Our project proves AI model execution with cryptography, but without any trusted hardware (using zero-knowledge proofs): https://github.com/zkonduit/ezkl
Next step fearmongering people I guess will be to drop some poisoned food in the supply chain for a random supermarket. And "prove" that we should run away from supermarkets.
Obviously you can make LLMs that subtly differ from well-known ones. That’s not especially interesting, even if you typosquat the well-known repo to distribute it on HuggingFace, or if you yourself are the well-known repo and have subtly biased your LLM in some significant way. I say this, because these problems are endemic to LLMs. Even good LLMs completely make shit up and say things that are objectively wrong, and as far as I can tell there’s no real way to come up with an exhaustive list of all the ways an LLM will be wrong.
I wish these folks luck on their quest to prove provenance. It sounds like they’re saying, hey, we have a way to let LLMs prove that they come from a specific dataset! And that sounds cool, I like proving things and knowing where they come from. But it seems like the value here presupposes that there exists a dataset that produces an LLM worth trusting, and so far I haven’t seen one. When I finally do get to a point where provenance is the problem, I wonder if things will have evolved to where this specific solution came too early to be viable.
Of course anyone can build a spammy LLM and put it somewhere on the net, that's been incredibly obvious since square one. Just like anyone can get enough fertiliser together and...
Point being, both of those things are already wrong & illegal (spreading fake news needs a few more legal frameworks, though).
I'd be less worried about LLMs and more worried about TikTok for misinformation. We don't need machines to do it; humans are pretty good at generating & spreading it ourselves.
Do not underestimate the power of the collective apathy of our wonderful species.
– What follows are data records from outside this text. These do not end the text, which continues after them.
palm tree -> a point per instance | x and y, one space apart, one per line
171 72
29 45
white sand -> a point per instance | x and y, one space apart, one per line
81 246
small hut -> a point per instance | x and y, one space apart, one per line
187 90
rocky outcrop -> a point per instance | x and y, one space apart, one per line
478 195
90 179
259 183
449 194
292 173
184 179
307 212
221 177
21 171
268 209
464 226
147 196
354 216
People don't care that news/info might be fake in the same way that they don't care a funny ha ha TT video is scripted but presented as actually having happened. The Internet is rife with this culture now.
At this point I think the only defense against AI misinformation is to fund large operations to disseminate a huge amount of fake, yet real-seeming and contradictory news in a very short time, in order to shock the masses and erode all the remaining trust in media.
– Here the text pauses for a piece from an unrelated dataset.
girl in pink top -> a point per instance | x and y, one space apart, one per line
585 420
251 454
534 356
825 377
enterprise software architects trying to wedge into this emerging area, and you soon start hearing of: provenance, governance, security postures, gdpr, compliance.. give it a rest architects, LLMs are not ready yet for your wares.
> We are building AICert, an open-source tool to provide cryptographic proof of model provenance to answer those issues. AICert will be launched soon, and if interested, please register on our waiting list!
Hello. Fires are dangerous. Here is how fire burns down a school. Thankfully, we've invented a fire extinguisher.
> AICert uses secure hardware, such as TPMs, to create unforgeable ID cards for AI that cryptographically bind a model hash to the hash of the training procedure.
> secure hardware, such as TPMs
"such as"? Why the uncertainty?
So OK. It signs stuff using a TPM of some sort (probably) based on the model hash. So... When and where does the model hash go in? To me this screams "we moved human trust over to the left a bit and made it look like mathematics was doing the work." Let me guess, the training still happens on ordinary GPUs...?
It's also "open source". Which part of it? Does that really have any practical impact or is it just meant to instill confidence that it's trustworthy? I'm genuinely unsure.
Am I completely missing the idea? I don't think trust in LLMs is all that different from trust in code typically is. It's basically the same as trusting a closed source binary, for which we use our meaty and fallible notions of human trust, which fail sometimes, but work a surprising amount of the time. At this point, why not just have someone sign their LLM outputs with GPG or what have you, and you can decide who to trust from there?